Kertesz  suggested the term paroxysmal kinesigenic choreoathetosis for disorders characterized by attacks precipitated by sudden movement.
Richards & Barnett  introduced the term paroxysmal dystonic choreoathetosis for disorders characterized by long-lasting attacks that were not provoked by sudden movement.
Lance  classified the paroxysmal dyskinesias into three groups based primarily on the duration of attacks and whether movement induced the attacks:
- Paroxysmal dystonic choreoathetosis (PDC) included prolonged attacks (2 minutes to 4 hours) not precipitated by sudden movement or prolonged exertion.
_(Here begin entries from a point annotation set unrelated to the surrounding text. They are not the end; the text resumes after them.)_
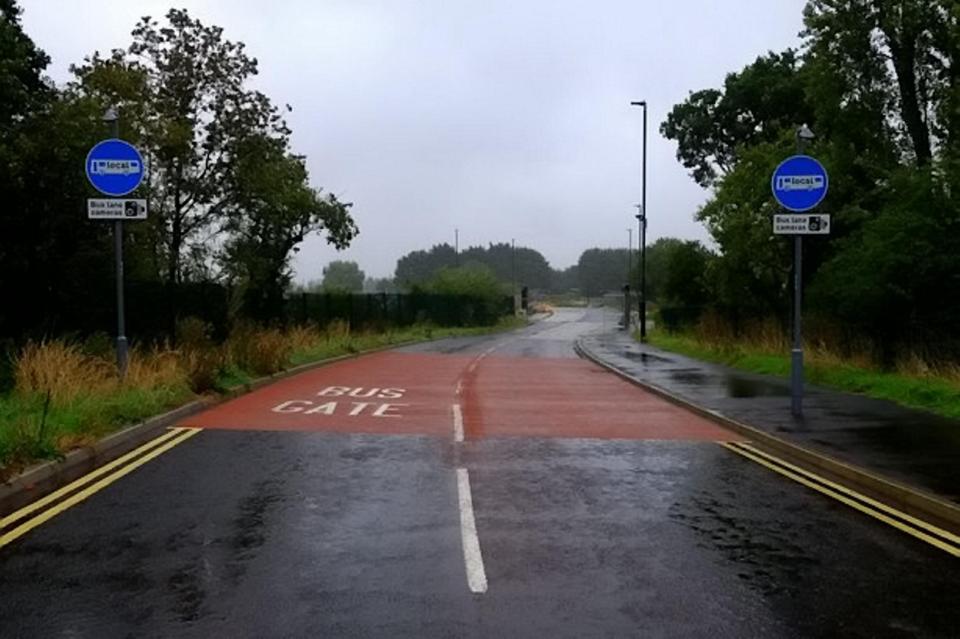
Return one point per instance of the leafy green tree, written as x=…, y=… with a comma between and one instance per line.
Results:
x=49, y=253
x=271, y=211
x=22, y=87
x=685, y=284
x=755, y=106
x=379, y=285
x=182, y=88
x=343, y=276
x=602, y=271
x=525, y=265
x=565, y=280
x=417, y=267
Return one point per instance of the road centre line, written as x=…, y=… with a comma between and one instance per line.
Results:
x=457, y=423
x=472, y=558
x=182, y=435
x=888, y=515
x=74, y=485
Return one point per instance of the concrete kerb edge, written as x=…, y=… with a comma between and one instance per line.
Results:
x=44, y=478
x=895, y=494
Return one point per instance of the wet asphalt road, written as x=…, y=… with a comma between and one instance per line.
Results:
x=240, y=533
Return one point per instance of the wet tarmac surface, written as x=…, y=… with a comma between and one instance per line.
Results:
x=917, y=448
x=300, y=533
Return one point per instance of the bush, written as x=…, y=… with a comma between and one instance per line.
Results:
x=259, y=351
x=200, y=357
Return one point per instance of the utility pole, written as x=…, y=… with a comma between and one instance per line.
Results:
x=113, y=120
x=513, y=266
x=642, y=221
x=627, y=303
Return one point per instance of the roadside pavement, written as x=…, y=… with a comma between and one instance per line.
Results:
x=908, y=446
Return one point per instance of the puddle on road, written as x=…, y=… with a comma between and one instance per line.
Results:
x=740, y=387
x=646, y=358
x=731, y=385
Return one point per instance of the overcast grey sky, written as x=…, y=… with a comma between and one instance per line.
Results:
x=505, y=119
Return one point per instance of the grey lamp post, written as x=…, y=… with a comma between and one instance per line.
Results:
x=642, y=221
x=111, y=117
x=804, y=137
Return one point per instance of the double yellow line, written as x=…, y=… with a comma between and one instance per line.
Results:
x=942, y=539
x=21, y=522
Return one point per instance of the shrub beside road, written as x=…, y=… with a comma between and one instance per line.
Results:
x=67, y=395
x=913, y=382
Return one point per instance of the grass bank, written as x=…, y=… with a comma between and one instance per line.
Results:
x=913, y=383
x=67, y=395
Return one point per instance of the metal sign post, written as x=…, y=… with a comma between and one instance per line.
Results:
x=115, y=168
x=799, y=184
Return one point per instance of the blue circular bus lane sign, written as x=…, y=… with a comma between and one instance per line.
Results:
x=800, y=183
x=114, y=167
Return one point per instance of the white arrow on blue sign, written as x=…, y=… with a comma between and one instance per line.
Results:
x=800, y=183
x=114, y=167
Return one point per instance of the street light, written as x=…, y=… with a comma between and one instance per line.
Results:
x=642, y=222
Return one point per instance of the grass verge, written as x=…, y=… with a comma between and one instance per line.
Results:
x=65, y=396
x=914, y=384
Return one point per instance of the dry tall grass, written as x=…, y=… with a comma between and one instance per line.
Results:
x=825, y=344
x=66, y=372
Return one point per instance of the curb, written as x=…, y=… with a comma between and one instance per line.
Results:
x=46, y=477
x=905, y=498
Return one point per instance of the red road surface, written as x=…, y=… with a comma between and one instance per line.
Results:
x=413, y=393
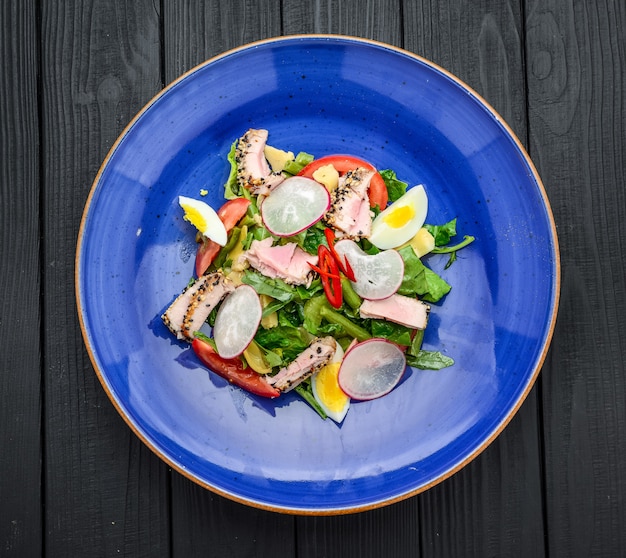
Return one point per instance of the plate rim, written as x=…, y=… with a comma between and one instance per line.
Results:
x=487, y=441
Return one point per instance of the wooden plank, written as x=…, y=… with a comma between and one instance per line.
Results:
x=577, y=100
x=197, y=31
x=106, y=494
x=493, y=507
x=20, y=360
x=371, y=19
x=202, y=521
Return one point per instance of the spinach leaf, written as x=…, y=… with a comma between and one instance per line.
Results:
x=288, y=340
x=429, y=360
x=395, y=188
x=420, y=280
x=302, y=160
x=276, y=288
x=442, y=233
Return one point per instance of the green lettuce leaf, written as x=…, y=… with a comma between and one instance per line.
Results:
x=420, y=280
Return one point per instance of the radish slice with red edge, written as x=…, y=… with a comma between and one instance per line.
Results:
x=371, y=369
x=377, y=276
x=294, y=205
x=237, y=321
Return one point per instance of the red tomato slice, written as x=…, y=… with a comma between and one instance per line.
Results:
x=344, y=163
x=230, y=214
x=232, y=369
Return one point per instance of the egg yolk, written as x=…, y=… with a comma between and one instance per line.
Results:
x=195, y=218
x=328, y=388
x=399, y=216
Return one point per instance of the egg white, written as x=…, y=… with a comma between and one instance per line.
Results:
x=214, y=229
x=385, y=236
x=336, y=415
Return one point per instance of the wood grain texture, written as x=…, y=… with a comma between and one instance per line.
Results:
x=372, y=19
x=197, y=31
x=501, y=490
x=577, y=114
x=103, y=488
x=205, y=523
x=20, y=318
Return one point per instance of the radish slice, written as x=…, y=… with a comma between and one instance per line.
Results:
x=237, y=321
x=294, y=205
x=377, y=276
x=371, y=369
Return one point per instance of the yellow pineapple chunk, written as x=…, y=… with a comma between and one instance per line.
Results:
x=422, y=243
x=328, y=176
x=277, y=158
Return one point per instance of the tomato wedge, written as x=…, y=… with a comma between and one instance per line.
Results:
x=232, y=369
x=230, y=214
x=343, y=163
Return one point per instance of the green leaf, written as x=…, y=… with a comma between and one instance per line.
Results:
x=290, y=340
x=305, y=391
x=395, y=188
x=420, y=280
x=302, y=160
x=442, y=233
x=276, y=288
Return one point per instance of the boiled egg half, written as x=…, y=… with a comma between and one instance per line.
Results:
x=399, y=222
x=202, y=216
x=326, y=389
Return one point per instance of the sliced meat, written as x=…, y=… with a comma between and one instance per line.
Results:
x=397, y=308
x=192, y=307
x=350, y=211
x=287, y=262
x=313, y=358
x=253, y=170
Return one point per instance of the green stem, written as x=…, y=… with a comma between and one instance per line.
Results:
x=467, y=240
x=349, y=327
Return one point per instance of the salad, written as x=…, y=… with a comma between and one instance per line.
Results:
x=309, y=278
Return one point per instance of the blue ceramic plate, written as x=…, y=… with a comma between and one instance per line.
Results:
x=323, y=95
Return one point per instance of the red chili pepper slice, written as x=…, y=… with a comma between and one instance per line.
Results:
x=331, y=280
x=232, y=369
x=344, y=266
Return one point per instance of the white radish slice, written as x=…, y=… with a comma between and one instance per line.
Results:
x=237, y=321
x=294, y=205
x=371, y=369
x=377, y=276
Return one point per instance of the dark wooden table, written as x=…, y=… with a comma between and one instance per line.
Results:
x=74, y=479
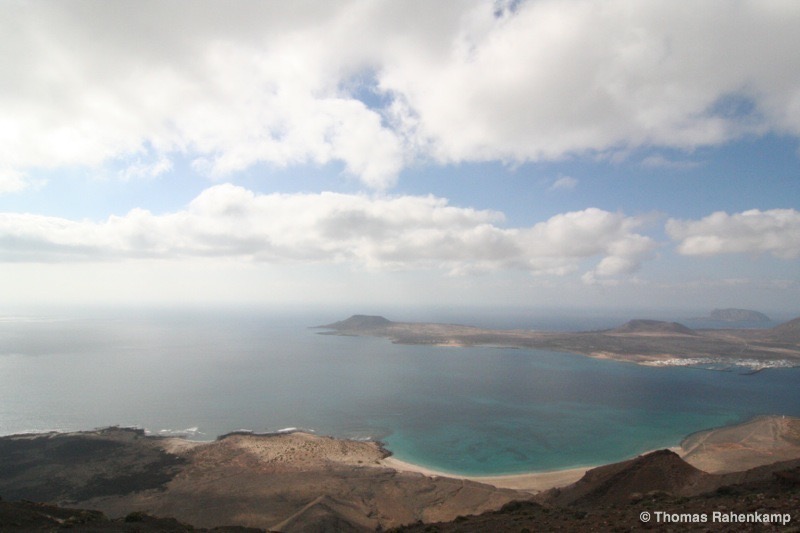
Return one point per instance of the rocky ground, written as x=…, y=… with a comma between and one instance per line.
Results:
x=121, y=480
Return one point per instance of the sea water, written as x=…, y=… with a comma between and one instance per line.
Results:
x=476, y=411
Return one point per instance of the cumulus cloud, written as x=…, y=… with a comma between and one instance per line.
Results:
x=775, y=231
x=564, y=183
x=404, y=232
x=284, y=83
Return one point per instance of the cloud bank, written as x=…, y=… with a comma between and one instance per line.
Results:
x=376, y=85
x=776, y=232
x=381, y=233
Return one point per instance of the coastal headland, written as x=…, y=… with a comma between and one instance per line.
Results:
x=648, y=342
x=298, y=481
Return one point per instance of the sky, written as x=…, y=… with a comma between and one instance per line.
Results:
x=366, y=154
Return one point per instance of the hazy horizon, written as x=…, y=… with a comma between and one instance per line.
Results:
x=547, y=154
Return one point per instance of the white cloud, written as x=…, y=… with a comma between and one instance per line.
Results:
x=775, y=231
x=405, y=232
x=567, y=183
x=280, y=83
x=11, y=181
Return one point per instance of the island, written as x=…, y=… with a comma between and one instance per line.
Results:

- Paroxysmal kinesigenic choreoathetosis (PKC) included short attacks (seconds to 5 minutes) induced by sudden movement.
- An intermediate form included attacks (5-30 minutes in duration) precipitated by continued exertion rather than sudden movement.
PKD is rare; prevalence is estimated at 1:150,000. The autosomal dominantly inherited form (familial form) is more common than the simplex form (i.e., the occurrence of a single affected individual in a family).
Genetically Related (Allelic) Disorders
While initially described as different conditions, the following phenotypes may actually represent the clinical spectrum of PKD, as opposed to separate, allelic conditions (see Clinical Description, Expressivity).
Infantile convulsions and choreoathetosis syndrome (ICCA syndrome). ICCA is characterized by afebrile convulsions at age three to 12 months and variable paroxysmal choreoathetosis. Pathogenic variants in PRRT2 have been identified in families with ICCA [Cloarec et al 2012, Heron et al 2012, Liu et al 2012]. The familial form of ICCA is an autosomal dominant disorder with 80% penetrance. (Note: an individual with ICCA and infantile non-convulsive seizures has been reported to have compound heterozygous variants [c.510dupT and c.647C>G] inherited from her asymptomatic father and mother, respectively [Liu et al 2013]).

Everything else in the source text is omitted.